Your task is to write additional code to create two bar plots on one output image using the grid.arrange() function from the package gridExtra.
#Our diamonds_mp_by_clarity and diamonds_mp_by_color
```{r diamonds_mp_by_clarity and diamonds_mp_by_color, fig.width = 4, fig.height = 4}
diamonds_by_clarity <- group_by(diamonds, clarity)
diamonds_mp_by_clarity <- summarise(diamonds_by_clarity, mean_price = mean(price), mean_carat = mean(carat))
diamonds_by_color <- group_by(diamonds, color)
diamonds_mp_by_color <- summarise(diamonds_by_color, mean_price = mean(price), mean_carat = mean(carat))
head(diamonds_by_clarity)
head(diamonds_mp_by_color)
#str(diamonds_by_clarity) #Debugging code BY
#diamonds_mp_by_clarity #Debugging code MP
#str(diamonds_mp_by_clarity) #Debugging code MP
#ggplot( data = diamonds, aes(x = clarity, y = price) ) +
# geom_bar(stat = "identity") #Debugging code
#diamonds_mp_by_clarity #Debugging code
#diamonds_mp_by_clarity$clarity #Debugging code
#diamonds_mp_by_clarity$mean_price #Debugging code
#print('For chart display purposes reversing Clarity factor order so Best is in #the Right.')
#diamonds_mp_by_clarity$rev_clarity <- with(diamonds_mp_by_clarity, #factor(clarity, levels = rev(levels(clarity))))
#print('Original order')
#diamonds_mp_by_clarity$clarity
#print('Reversed order')
#diamonds_mp_by_clarity$rev_clarity
p1 <- ggplot(diamonds_mp_by_clarity, aes(clarity, mean_price ) ) +
geom_bar(stat = "identity", fill="gray", colour="black")+
ggtitle( 'Mean Price by Clarity (Worst to Best)')
p1
#Notes scale_x_reverse fails with Discrete x values
#******BY COLOR*****
#diamonds_mp_by_color
print('For chart display purposes reversing Color factor order so Best is in the Right.')
diamonds_mp_by_color$rev_color <- with(diamonds_mp_by_color, factor(color, levels = rev(levels(color))))
print('original')
diamonds_mp_by_color$color
print('reversed')
diamonds_mp_by_color$rev_color
p2 <- ggplot( diamonds_mp_by_color, aes(x = rev_color, y = mean_price) ) +
geom_bar(stat = "identity", fill="gray", colour="black") +
scale_x_discrete()+
ggtitle( "Mean Price by Color (Worst to Best)")
p2
#Notes scale_x_reverse fails with Discrete x values
grid.arrange(p1, p2, ncol = 1)
```
From help Diamonds:
color: diamond colour, from J (worst) to D (best)

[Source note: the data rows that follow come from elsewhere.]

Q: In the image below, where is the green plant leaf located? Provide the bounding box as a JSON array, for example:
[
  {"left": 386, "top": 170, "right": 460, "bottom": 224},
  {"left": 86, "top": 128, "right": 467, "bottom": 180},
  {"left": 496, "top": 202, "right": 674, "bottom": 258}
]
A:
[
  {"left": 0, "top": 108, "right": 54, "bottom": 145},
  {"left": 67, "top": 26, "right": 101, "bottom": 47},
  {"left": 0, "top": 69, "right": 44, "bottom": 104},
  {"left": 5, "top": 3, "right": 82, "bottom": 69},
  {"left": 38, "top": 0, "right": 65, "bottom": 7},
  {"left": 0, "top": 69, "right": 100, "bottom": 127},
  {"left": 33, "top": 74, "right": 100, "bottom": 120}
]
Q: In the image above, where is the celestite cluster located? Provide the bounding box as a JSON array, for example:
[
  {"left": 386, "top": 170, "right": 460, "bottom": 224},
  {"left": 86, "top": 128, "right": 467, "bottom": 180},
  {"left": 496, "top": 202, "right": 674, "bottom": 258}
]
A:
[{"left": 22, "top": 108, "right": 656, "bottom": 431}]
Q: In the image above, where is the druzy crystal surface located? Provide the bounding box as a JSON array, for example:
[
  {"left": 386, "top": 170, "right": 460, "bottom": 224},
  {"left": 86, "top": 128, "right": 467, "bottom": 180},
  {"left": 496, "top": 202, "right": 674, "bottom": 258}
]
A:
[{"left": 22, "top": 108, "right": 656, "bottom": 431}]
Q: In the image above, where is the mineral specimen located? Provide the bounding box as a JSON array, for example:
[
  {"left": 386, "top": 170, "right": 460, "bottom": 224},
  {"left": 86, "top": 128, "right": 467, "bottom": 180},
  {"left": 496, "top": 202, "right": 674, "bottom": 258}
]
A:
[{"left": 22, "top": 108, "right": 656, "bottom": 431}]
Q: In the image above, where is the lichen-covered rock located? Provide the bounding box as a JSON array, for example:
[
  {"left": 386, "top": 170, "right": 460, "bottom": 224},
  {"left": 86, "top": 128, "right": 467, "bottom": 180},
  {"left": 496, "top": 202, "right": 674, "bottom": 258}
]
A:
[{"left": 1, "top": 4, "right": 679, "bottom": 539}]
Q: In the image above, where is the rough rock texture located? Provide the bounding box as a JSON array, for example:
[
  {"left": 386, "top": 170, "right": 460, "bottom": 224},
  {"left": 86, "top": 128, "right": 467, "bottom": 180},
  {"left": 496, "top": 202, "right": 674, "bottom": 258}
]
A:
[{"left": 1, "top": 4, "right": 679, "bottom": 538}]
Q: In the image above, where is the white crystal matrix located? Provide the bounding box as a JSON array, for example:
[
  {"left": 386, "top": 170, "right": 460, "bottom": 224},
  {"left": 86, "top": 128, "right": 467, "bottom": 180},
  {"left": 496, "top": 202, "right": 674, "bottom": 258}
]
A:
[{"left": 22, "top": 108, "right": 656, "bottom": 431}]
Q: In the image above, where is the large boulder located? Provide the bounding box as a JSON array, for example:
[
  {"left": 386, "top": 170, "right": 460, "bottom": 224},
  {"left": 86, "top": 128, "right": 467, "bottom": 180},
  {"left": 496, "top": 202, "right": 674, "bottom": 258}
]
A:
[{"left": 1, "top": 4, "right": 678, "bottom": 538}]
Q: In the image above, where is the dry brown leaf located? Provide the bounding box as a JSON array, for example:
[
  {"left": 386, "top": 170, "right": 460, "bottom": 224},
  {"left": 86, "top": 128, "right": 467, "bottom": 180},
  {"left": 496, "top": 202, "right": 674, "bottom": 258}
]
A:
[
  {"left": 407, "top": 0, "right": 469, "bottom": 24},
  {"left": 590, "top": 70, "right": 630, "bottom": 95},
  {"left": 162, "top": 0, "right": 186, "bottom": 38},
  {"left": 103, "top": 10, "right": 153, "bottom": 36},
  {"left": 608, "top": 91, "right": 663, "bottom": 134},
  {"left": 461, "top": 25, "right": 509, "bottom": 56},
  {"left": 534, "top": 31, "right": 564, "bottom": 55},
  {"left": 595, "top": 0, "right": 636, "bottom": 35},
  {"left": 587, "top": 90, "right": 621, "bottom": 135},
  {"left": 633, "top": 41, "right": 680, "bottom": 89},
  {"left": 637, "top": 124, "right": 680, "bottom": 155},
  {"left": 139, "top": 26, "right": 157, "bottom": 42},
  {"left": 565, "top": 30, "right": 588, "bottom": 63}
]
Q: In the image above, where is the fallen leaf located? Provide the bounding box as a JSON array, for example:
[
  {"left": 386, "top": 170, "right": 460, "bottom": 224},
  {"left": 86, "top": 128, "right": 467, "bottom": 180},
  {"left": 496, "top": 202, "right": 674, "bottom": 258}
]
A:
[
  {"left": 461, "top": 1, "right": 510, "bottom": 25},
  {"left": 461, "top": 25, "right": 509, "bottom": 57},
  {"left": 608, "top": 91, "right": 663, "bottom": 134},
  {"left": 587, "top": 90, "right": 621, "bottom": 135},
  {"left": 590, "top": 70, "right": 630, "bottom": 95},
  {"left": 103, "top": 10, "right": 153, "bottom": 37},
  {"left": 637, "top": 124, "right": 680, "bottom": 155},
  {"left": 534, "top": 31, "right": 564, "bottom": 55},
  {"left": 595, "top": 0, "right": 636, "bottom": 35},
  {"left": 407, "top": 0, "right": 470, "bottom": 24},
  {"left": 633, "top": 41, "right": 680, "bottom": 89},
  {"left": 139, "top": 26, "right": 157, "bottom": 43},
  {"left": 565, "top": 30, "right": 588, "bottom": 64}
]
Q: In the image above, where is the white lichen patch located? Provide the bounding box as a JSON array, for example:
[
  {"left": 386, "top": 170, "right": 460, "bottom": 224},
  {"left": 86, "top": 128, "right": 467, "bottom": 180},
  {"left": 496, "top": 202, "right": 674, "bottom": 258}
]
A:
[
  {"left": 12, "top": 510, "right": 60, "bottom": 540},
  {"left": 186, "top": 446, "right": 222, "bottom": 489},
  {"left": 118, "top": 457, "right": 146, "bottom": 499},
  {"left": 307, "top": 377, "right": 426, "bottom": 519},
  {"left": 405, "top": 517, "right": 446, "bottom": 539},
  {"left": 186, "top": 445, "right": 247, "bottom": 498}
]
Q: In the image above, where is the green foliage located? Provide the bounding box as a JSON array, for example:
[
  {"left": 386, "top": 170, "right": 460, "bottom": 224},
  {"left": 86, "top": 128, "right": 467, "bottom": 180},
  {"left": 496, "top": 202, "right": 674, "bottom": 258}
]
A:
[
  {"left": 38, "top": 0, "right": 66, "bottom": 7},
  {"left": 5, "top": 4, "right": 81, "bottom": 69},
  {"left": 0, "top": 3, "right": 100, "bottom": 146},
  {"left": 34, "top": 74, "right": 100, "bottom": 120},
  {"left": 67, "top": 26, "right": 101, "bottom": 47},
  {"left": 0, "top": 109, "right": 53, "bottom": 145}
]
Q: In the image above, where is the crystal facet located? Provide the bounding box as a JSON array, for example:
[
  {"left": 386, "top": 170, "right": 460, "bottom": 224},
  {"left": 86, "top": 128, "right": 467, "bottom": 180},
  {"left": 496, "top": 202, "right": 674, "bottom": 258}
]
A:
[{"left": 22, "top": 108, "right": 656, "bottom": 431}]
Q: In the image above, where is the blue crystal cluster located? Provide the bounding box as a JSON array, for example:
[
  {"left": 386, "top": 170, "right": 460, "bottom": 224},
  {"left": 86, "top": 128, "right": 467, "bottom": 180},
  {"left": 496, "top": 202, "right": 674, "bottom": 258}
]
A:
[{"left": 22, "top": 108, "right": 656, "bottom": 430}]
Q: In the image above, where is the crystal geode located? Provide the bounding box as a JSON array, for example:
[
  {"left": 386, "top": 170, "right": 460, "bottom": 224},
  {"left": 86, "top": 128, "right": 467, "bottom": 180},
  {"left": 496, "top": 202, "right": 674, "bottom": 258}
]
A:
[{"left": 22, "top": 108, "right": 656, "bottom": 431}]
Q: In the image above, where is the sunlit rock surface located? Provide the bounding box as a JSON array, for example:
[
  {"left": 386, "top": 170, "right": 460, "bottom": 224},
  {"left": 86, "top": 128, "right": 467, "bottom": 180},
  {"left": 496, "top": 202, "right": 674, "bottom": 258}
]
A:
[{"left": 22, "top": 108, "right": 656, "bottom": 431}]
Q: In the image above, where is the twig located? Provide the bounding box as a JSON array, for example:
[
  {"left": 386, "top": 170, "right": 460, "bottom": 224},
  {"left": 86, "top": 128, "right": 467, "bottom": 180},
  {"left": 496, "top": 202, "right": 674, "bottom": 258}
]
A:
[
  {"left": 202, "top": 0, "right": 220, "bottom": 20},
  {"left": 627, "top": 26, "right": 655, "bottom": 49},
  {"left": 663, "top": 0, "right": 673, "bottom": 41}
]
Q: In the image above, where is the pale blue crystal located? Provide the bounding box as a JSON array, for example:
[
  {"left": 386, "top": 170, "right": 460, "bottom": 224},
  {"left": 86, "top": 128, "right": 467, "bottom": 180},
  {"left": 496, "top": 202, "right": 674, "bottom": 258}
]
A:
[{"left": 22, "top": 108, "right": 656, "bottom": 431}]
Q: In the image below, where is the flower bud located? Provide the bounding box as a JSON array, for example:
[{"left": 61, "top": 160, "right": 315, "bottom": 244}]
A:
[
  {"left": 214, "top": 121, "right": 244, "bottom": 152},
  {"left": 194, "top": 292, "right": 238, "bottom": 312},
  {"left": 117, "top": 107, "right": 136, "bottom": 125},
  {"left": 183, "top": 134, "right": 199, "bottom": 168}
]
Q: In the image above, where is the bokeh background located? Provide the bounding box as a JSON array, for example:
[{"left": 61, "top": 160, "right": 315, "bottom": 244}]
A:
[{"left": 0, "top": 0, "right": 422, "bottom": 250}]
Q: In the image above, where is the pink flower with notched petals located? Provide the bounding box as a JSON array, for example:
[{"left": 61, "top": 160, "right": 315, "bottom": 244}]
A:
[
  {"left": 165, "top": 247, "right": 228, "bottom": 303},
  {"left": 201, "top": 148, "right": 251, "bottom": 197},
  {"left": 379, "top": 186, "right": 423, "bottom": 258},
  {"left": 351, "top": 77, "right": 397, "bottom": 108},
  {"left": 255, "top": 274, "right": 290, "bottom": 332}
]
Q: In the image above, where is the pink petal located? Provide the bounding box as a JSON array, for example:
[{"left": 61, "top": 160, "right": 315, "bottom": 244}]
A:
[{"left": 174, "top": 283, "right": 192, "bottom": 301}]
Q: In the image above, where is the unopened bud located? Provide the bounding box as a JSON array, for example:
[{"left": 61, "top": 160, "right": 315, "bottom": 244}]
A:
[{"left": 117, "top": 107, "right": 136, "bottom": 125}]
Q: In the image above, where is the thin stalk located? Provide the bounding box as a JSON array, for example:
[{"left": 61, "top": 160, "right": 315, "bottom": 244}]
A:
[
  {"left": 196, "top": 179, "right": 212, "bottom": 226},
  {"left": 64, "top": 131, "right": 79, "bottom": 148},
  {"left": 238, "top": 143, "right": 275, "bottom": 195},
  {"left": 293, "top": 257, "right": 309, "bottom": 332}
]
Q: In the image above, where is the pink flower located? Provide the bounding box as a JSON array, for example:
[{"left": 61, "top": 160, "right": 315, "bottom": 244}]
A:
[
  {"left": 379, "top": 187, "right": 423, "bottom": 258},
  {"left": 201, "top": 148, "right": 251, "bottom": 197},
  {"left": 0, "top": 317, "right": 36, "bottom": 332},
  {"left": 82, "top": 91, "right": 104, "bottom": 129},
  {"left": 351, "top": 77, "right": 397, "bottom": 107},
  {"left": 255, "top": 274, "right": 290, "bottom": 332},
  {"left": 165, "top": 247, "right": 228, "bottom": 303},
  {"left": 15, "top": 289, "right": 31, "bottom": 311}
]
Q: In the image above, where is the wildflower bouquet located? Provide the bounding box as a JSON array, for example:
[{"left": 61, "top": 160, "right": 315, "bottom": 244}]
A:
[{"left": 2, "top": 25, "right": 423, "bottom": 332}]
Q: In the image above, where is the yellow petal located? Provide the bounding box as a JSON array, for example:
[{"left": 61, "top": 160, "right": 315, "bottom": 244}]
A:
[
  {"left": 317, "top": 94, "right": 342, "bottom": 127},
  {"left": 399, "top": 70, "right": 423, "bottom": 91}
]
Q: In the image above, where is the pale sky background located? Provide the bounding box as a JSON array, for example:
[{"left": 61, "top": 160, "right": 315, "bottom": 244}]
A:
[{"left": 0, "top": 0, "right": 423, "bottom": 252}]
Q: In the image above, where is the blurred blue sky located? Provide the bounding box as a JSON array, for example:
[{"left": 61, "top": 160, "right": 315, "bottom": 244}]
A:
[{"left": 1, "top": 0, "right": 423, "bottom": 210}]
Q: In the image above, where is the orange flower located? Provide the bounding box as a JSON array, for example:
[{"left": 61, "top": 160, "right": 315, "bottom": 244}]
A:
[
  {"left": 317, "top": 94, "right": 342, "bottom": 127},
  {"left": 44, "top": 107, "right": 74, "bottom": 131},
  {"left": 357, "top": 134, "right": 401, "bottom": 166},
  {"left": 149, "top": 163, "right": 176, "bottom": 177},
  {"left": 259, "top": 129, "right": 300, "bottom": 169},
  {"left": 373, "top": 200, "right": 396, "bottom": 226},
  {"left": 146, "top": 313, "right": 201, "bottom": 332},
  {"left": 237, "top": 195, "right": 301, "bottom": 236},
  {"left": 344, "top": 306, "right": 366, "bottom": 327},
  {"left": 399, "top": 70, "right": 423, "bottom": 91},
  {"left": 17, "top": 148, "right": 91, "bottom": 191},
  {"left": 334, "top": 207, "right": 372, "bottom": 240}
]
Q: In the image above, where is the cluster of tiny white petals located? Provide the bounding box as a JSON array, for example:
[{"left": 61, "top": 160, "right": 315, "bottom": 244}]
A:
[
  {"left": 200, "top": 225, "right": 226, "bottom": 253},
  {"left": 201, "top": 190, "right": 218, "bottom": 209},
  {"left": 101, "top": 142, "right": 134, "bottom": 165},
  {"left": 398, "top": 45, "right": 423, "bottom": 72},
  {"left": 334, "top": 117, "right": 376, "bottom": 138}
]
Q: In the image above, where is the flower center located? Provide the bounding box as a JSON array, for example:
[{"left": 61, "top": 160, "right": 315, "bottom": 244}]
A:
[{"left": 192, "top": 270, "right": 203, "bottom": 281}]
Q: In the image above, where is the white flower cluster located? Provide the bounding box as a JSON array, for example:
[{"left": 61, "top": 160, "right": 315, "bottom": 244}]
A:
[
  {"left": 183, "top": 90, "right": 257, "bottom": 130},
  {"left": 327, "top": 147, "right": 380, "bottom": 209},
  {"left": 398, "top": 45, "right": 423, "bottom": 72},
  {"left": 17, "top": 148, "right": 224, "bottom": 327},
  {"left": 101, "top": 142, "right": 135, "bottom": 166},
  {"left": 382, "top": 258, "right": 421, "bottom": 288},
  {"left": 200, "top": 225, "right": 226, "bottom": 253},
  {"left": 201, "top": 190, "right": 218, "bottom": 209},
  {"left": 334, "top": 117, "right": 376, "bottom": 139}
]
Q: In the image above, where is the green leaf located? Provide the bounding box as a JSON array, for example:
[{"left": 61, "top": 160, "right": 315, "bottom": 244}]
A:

clarity: a measurement of how clear the diamond is (I1 (worst), SI1, SI2, VS1, VS2, VVS1, VVS2, IF (best)
Reflecting on this, the plots are counter intuitive.
The dataset descriptions shows the best categroy of clarity is IF and the best category of color is D, but these values are the 2nd worst for average prices for both values by category. One would expect that the best cateogory would have the highest prices.
#Investiage pattern with price
```{r Explore, echo=FALSE, results =TRUE, fig.width=6, fig.height=6}
#diamonds_by_color <- group_by(diamonds, color)
#diamonds_mp_by_color <- summarise(diamonds_by_color, mean_price = mean(price), mean_carat = mean(carat) )
#diamonds_mp_by_color$mean_carat
#diamonds_mp_by_color$mean_price
#diamonds_mp_by_color$color
print('Table of Mean prices and Mean Carats by Color')
diamonds_mp_by_color
p3 <- ggplot( diamonds_mp_by_color, aes(rev_color, mean_price, fill = mean_carat) ) +
geom_bar(position = "dodge", stat = "identity") +
ggtitle( "Mean Price by Color by Mean Carat (Worst to Best)")
p3
p4 <- ggplot( diamonds_mp_by_clarity, aes(clarity, mean_price, fill = mean_carat) ) +
geom_bar(position = "dodge", stat = "identity") +
ggtitle( "Mean Price by Clarity by Mean Carat (Worst to Best)")
p4
grid.arrange(p1, p2, p3, p4, ncol = 1)
```
By adding average Carat size by clairty and color we see that the best diamonds of this class on average are smaller than the other grades of diamonds for clarity and color.
Since size is so strongly correlated with price, it would seem to be the dominant factor on average affecting the prices.
A separate examination of a subset of only the highest price diamonds would be needed to determine if these have the highest factos of color and clarity.